U.S. House Speaker Kevin McCarthy (R-CA) arrives to deliver a statement on allegations surrounding U.S. President Joe Biden and his son Hunter Biden, as the House of Representatives returns from its summer break facing a looming deadline to avoid a government shutdown while spending talks continue on Capitol Hill in Washington, U.S., September 12, 2023.
Elizabeth Frantz/ Reuters

After much back-and-forth in recent months, embattled House Speaker Kevin McCarthy has officially launched an impeachment inquiry against US President Joe Biden.

McCarthy says that the inquiry has merit, based on months of preliminary investigation into the Biden family’s business dealings – specifically the global financial exploits of Hunter Biden, the president’s son. Democrats, for their part, say this is a GOP political vendetta in response to the impeachments of Donald Trump, and that Biden himself has committed no impeachable high crimes or misdemeanors.

Still, launching an official inquiry gives relevant congressional committees broad powers to request documents and testimonies – a boon for House Republicans who have already been battling for greater access to Biden family financial records.

Why now? McCarthy is likely trying to throw a bone to far-right House Republicans, known as the Freedom Caucus, who despise the speaker and are threatening to remove him over a host of thorny policy disputes. Most notably, the tear-it-all-down caucus is mad at McCarthy for his apparent willingness to work with the White House to continue to fund the government at current levels through the end of the year. Failure to do so could result in a government shutdown after Sept. 30.

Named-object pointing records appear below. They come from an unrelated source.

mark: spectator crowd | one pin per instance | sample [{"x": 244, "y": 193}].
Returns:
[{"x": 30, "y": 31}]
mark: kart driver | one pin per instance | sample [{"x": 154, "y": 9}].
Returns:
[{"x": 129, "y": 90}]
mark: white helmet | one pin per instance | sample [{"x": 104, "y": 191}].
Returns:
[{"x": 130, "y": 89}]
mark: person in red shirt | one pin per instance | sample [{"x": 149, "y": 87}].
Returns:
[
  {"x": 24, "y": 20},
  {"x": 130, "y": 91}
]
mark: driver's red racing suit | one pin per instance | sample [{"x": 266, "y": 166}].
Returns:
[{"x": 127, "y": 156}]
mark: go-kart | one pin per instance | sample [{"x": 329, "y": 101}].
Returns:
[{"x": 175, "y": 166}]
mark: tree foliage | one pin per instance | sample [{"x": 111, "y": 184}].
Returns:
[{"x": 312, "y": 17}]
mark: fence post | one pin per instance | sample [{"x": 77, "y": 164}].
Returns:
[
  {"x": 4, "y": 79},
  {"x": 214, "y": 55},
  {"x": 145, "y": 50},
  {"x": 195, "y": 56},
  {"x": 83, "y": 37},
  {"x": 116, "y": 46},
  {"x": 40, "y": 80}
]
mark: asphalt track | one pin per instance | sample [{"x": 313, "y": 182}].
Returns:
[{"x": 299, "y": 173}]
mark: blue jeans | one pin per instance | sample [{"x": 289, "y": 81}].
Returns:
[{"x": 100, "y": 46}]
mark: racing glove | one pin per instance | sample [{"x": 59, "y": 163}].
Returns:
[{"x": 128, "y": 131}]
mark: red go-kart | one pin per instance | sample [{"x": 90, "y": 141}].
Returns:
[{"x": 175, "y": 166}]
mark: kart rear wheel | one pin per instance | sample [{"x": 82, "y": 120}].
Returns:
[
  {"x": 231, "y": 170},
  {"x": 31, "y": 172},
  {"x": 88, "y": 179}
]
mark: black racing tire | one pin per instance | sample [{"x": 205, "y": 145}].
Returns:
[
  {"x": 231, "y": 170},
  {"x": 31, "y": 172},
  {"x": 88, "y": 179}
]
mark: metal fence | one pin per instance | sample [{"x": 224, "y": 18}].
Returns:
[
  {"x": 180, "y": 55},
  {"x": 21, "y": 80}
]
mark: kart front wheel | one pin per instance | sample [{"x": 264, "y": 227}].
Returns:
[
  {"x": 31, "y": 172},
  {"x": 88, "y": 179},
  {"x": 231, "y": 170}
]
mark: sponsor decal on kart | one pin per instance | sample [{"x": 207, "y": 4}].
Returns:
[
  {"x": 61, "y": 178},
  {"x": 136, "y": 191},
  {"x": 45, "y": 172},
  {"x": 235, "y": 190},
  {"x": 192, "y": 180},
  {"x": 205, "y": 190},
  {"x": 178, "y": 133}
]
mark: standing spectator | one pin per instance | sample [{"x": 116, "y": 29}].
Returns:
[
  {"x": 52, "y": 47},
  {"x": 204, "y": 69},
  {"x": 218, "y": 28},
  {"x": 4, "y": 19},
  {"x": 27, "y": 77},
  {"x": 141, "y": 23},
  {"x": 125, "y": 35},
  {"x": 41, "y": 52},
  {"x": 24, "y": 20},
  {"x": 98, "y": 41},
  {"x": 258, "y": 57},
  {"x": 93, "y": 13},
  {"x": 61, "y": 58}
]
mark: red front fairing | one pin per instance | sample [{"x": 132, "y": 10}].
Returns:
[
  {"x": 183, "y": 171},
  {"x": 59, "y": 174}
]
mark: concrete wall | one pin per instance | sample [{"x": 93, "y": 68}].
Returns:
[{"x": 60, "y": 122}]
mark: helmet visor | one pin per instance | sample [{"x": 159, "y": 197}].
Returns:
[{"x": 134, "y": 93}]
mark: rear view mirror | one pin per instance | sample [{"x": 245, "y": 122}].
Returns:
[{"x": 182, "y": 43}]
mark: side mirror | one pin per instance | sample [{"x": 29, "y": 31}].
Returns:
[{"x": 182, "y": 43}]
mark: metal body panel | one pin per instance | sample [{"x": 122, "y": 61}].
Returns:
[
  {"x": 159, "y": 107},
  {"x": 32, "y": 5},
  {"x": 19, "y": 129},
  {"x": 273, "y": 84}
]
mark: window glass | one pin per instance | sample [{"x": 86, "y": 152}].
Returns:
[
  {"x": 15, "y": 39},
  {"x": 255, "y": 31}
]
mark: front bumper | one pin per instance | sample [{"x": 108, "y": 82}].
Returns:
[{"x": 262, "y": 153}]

Impeachment is risky for McCarthy and for the GOP. House Republicans in purple districts (many that Biden won in 2020) say this is not a popular move with their voters and that it could backfire in 2024, when House Republicans will have a very narrow majority to defend.

But the Freedom Caucus is out for blood. Prominent McCarthy critic Rep. Matt Gaetz has already called the impeachment probe a mere “baby step.”